Erfindungsreiche Natur
Von kugelig bis elliptisch, winzig klein bis fast schon mit freiem Auge sichtbar, unterschiedlich viele charakteristisch geformte Keimöffnungen, die für die Befruchtung notwendig sind - in der unendlichen Vielfältigkeit der Pollenkörner zeigt sich der "Erfindungsreichtum" der Natur.

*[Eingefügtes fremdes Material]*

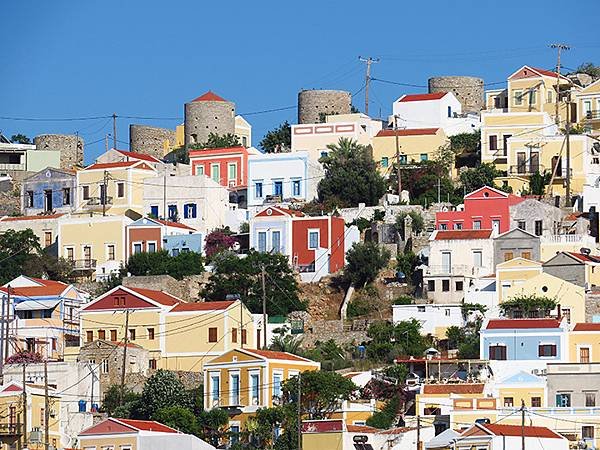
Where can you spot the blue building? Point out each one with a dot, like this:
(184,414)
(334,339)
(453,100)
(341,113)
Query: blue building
(531,340)
(49,190)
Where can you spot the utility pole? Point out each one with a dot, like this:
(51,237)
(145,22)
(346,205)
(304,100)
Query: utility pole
(24,410)
(122,390)
(46,408)
(522,424)
(369,61)
(559,48)
(104,193)
(114,130)
(262,273)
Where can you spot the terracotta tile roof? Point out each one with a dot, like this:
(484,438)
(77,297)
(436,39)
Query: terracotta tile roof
(408,132)
(270,354)
(158,296)
(39,217)
(138,155)
(422,97)
(459,388)
(462,234)
(202,306)
(516,430)
(587,327)
(174,224)
(148,425)
(209,97)
(510,324)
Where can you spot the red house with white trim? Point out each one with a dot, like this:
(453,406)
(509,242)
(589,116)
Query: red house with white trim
(316,246)
(485,208)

Besonders facettenreich ist die Gestaltung der Pollenkornoberfläche, die Ornamentierung. Glatt oder mit Stacheln, Zacken, Leisten, halbkugelförmige Erhebungen versehen - unter dem Mikroskop tut sich ein faszinierender Mikrokosmos auf.

Seit Jahren waren im Institut für Botanik unzählige mikroskopische Aufnahmen diverser Pollen gesammelt worden. Um Zuordnung und Übersicht zu erleichtern, aber auch, um den internationalen Wissens- und Erfahrungsaustausch zu verbessern, wurden diese Bilder nun in eine kontinuierlich wachsende Datenbank übernommen.
->   Die Pollen-Datenbank
Anwendungen für Imker
Praktischen Nutzen im Alltag kann die Pollendatenbank auch haben: nämlich für Imker und alle, die an der Sortenreinheit eines Blütenhonigs interessiert sind. Dazu braucht man nur einen entzuckerten Tropfen Honig unter dem Lichtmikroskop zu betrachten.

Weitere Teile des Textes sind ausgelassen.